A few years ago I ran across a songPlease note this song may have a curse word or two, so if you are offended by that sort of thing, just trust my interpretation of the song by the Seattle based rapper Macklemore. The song had a great hook so it wasn’t long before I was singing along. The essence of this song is a critique of consumerism. Macklemore talks about a phenomenon that I am very unfamiliar with, the obsession with basketball shoes as a status symbol. Macklemore uses this cultural touchpoint to discuss the idea that from an early age we are trained to desire after objects for ourselves. Companies, whose success depends on being desired, go to great lengths to create a cult of “must have” around whatever their product so that people line up on release dates of the new thing. The demand they manufacture allows for them to charge premium prices and increase their market value for their stock holders.
Macklemore’s song reminded me that we are all indoctrinated to be this kind of consumer. I often notice that the mentality of consumerism taints my worship of God. Calvin’s longer explanation of the human heart’s capacity to forge idols is still in play. How many of us enter our worship spaces looking for something that will “move” us. If the music or sermon is not up to snuff, we blame the Church leaders for not giving us a quality experience. I am sickened by my own mind and heart when I notice this quality of my self worship creeping in.

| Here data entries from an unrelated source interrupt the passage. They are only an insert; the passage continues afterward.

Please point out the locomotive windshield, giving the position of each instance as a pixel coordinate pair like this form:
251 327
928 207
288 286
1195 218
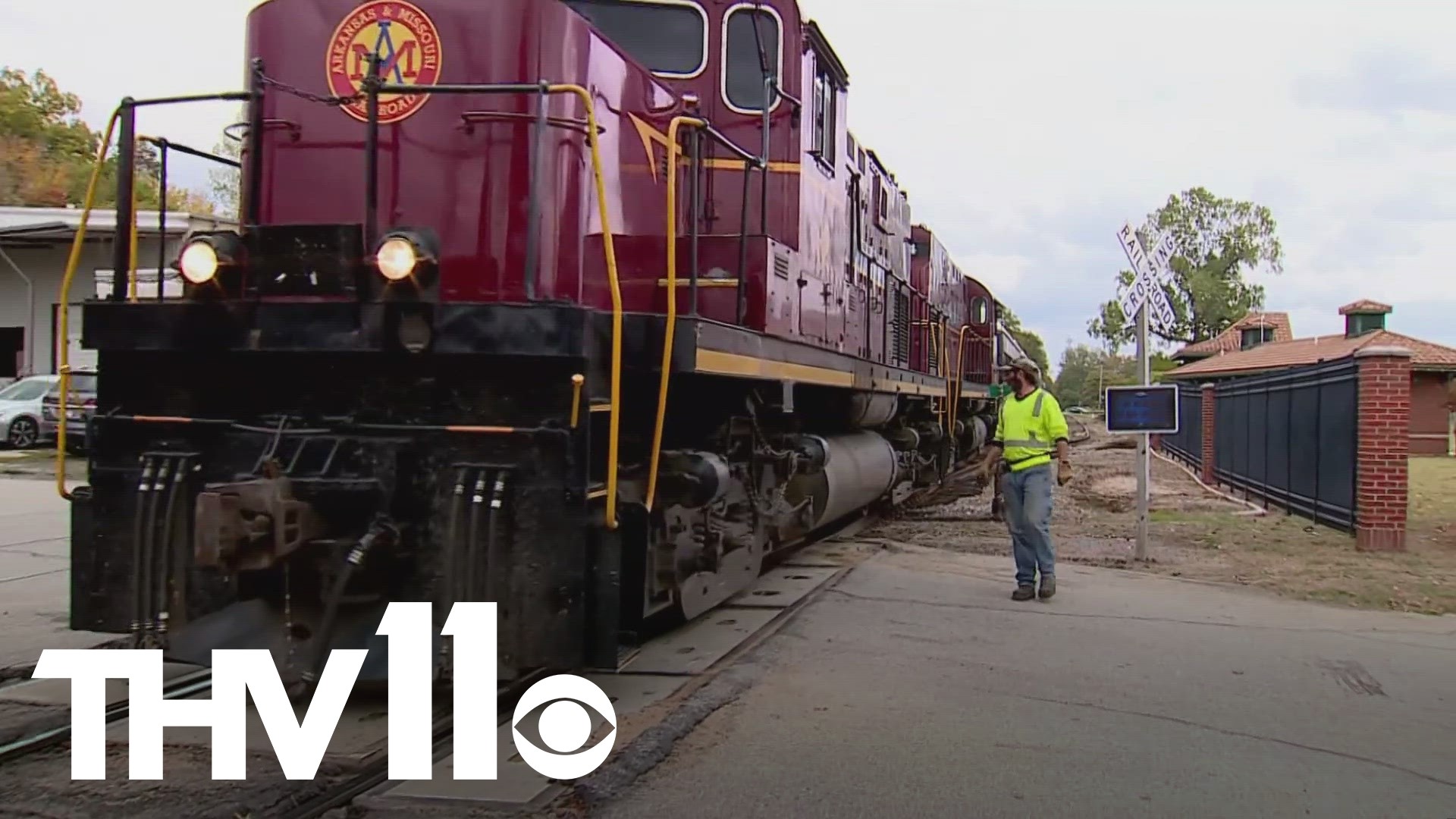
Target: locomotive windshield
669 38
750 52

On the outside, I can act as though I am not worshipping with an impure heart. I can point to the fact that Jesus is the object of my worship. I can say that I have made no carved images or painted no pictures which I worship. On the other hand, my heart is busy lifting myself into the most important seat in worship. If I am not satisfied, then it must have been because the worship was not “good.”
The modern day idol in Christian churches is not a graven image, but our consumeristic hearts, which lead us toward selfish motives when we come together in worship. How do we break this proclivity we have been taught by every external force our entire lives? We have to re-train ourselves. Take some time the day before your community’s worship service and then right before that service starts the day of. Use that time to reflect on how much God loves you and the lengths he has gone to show you that love. Reflect on his call for you to love others in the same way he has loved you. Think about two things as your main goals in worship, “How can I better reflect the goodness of God through all I am?” and “How can I love others so they can reflect God in all they are?” With this kind of mentality you will find it hard to criticize the singer who went just a bit too flat on that chorus, or the lack of energy of the preacher that morning, or the kid making noises two rows behind you. Your thoughts will not be about your “experience” but about God and those around you.